Without deliberate effort, I actively listen to people by asking probing questions to draw out their stories and I skillfully facilitate group discussions helping people generate new approaches. These tendencies served me well during my years of project management. I enjoy discovering and discussing ideas with my friends and colleagues and I have an aptitude for logic and analysis. These qualities made it possible for me to work in IT for a decade. I have an undeniable empathy for my fellow human beings – a strong motivating factor in my decision to join the Peace Corps. I relate easily with people from different backgrounds and cultures because I understand that we all share the same essence. For the same reason, I am usually forthright about my capabilities and vulnerabilities, even to relative strangers. This helped me make fast friends of strangers when traveling through Eastern Europe, the Middle East and Africa.

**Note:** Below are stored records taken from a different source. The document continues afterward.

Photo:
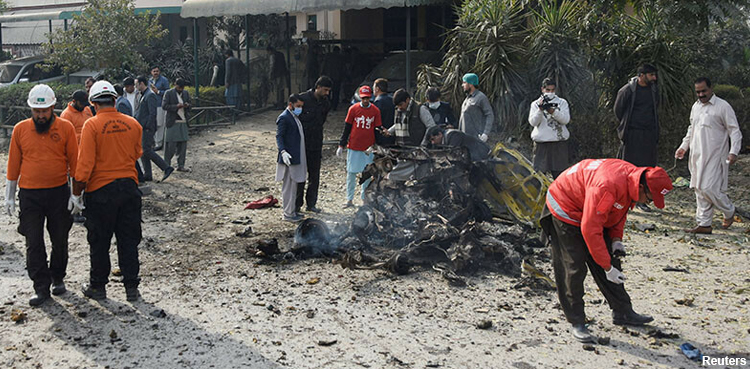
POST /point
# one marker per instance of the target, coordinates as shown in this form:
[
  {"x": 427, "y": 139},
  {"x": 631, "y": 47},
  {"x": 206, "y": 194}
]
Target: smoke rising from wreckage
[{"x": 437, "y": 219}]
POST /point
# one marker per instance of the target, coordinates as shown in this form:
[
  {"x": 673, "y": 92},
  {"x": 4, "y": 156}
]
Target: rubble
[{"x": 435, "y": 219}]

I have found that my personal strengths are a good match for the demanding field of psychotherapy. But that’s only half the story.  My personal and professional development was also transformed by my spiritual journey.

 

Mindfulness & Meditation

In the summer of 2010, I picked up The Power of Now by Eckhart Tolle, a popular spiritual book written in the late 90’s.  Tolle describes it as “a restatement for our time of that one timeless spiritual teaching, the essence of all religions”.  The book is passionate and readable, if not original.  The Power of Now draws from several religious outlooks but its principles are essentially Buddhist.  Even though I’d explored Buddhism before, I ‘d never understood how to apply its theoretical concepts.

Inspired by The Power of Now, I immediately sought local teachers with foundations in Buddhism’s rich 2500-year history.  I was grateful to find Shambhala, a tradition established by the preeminent teacher Chögyam Trungpa Rinpoche - one of the most influential Buddhist Rinpoches to live in the West.  The Shambhala community offers a series of sequential programs, which deepens the student’s meditation practice and expands their understanding of the Shambhala view and Buddhadharma.  I completed the first training, The Art of Being Human, on January 9th, 2010, and have been meditating daily ever since.  

My practice has unequivocally increased my sense of wellbeing.  I’ve been able to mitigate destructive behavioral patterns triggered by defending the ego.  Preoccupation with past worries and future anxieties has ebbed and my sense of connectedness with others has amplified.  As I understand the transformative potential of Buddhist philosophy, I become more committed to its practice.

So it was the revelation of mindfulness and meditation practice that encouraged my career in psychotherapy, not visa-versa.  The fusion of Buddhadharma, Hakomi and Acceptance and Commitment Therapy guides my work as a person and a practitioner.  It is a true joy to pay-forward this wisdom to those I work with in my practice.